I started developing the framework before I had ever taken a course in ethics. After reading some texts on the subject and attending a few lectures and conferences, I gained knowledge – but also more questions. In a way, that uncertainty is the essence of ethics (as opposed to morality).

As a layperson, I still felt I needed a more prescriptive guide to understand how ethics and morality related to my position in a large multinational engineering firm. I gradually put together a list of principles as a personal checklist to help me recognize when and how ethics might apply to my own vocation, never intending to publish it.

As my career shifted into adult education, I began using the framework as a basic guide for conference and seminar participants, executives and then graduate students – to help them reflect on ethics before participating in case study discussions. Eventually, I tested it in sessions with hundreds of adult students from diverse backgrounds and professions, with opposing world views, and at both ends of the political spectrum.

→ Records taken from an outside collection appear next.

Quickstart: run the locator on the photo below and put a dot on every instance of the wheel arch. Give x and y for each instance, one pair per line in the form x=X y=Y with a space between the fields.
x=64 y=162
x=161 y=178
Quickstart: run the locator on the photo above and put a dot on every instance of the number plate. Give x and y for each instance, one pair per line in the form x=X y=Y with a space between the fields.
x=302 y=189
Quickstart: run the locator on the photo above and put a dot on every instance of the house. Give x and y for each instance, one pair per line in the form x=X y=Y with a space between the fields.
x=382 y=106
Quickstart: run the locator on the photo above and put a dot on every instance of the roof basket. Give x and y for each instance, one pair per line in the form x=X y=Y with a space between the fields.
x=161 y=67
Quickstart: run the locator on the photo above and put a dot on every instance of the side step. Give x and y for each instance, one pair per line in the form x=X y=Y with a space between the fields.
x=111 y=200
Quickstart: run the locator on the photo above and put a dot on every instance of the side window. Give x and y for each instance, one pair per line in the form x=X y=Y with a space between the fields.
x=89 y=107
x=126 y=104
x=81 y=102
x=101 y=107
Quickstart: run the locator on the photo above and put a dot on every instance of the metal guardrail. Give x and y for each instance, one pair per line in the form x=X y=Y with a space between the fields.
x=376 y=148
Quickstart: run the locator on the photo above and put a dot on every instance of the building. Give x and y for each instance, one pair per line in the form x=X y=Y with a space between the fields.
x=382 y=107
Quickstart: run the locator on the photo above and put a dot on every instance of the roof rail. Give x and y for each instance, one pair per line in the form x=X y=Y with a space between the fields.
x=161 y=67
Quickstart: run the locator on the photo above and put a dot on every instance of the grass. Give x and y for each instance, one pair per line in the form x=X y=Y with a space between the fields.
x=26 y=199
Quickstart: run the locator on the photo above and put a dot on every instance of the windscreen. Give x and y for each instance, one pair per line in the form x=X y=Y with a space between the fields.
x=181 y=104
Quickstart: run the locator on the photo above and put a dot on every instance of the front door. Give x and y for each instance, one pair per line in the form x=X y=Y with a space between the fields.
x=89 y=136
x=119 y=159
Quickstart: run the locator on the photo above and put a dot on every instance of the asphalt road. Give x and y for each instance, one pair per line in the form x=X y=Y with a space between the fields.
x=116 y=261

Through guided dialogue, these groups helped me to revise and complete the list that was eventually published by the University of British Columbia’s Centre for Applied Ethics in 1997. While I am still not claiming that this is an ultimate or irrefutable set of ethical principles, I can safely state that the framework has been a surprisingly reliable and versatile tool, with proven applicability around the world for widely diverse purposes (see the examples on this site’s Home page).

Encouraged over the years by the number of other educators who reported success in using the framework, I eventually used it as the basis to teach business ethics at the graduate level at the two major universities here in Vancouver, and eventually as the conceptual foundation of an in-depth online Ethics program for an 18,000-person transnational corporation.

Up until that time, in every class or seminar, I explicitly asked participants for their concerns about any principles they thought might be inappropriate, objectionable or unclear, and I tested their understanding through discussion and case study dialogue. I fully expected to revise the principles based on student feedback.

However, in spite of the original article also containing a request for feedback and “substantive comments”, only one addition to the original set of principles has ever been suggested since it was first published.

That missing principle, suggested by Richard Sieb in 2016, is the “reverence for life,” meaning all of life, human and non-human. As a pacifist, I instinctively supported what is also called the “sanctity of life” as a universal good. However, some cultures and sub-cultures do not respect reverence for life as a principle at all, overriding it with culturally-specific virtues like patriotism, honour or reciprocity.

I also have to admit that after more than 20 years of testing the original framework with thousands of people from different cultures, faiths and professions (including U.S. Special Operations Forces), my ego was reluctant to add a new and untested principle that might undermine the otherwise full consensus I’d seen so far.

After some time to reflect, I decided to add reverence for life to the Framework in the Global principle category because of its overall wide-ranging importance to the majority of human beings. I sincerely thank Richard Sieb, but would of course still welcome any comments on that decision if anyone might see things differently. (See Contact Us.)

I hope that this simple tool, discovered and published through serendipity, will help guide you personally or as a community, and will continue to be of value to future generations.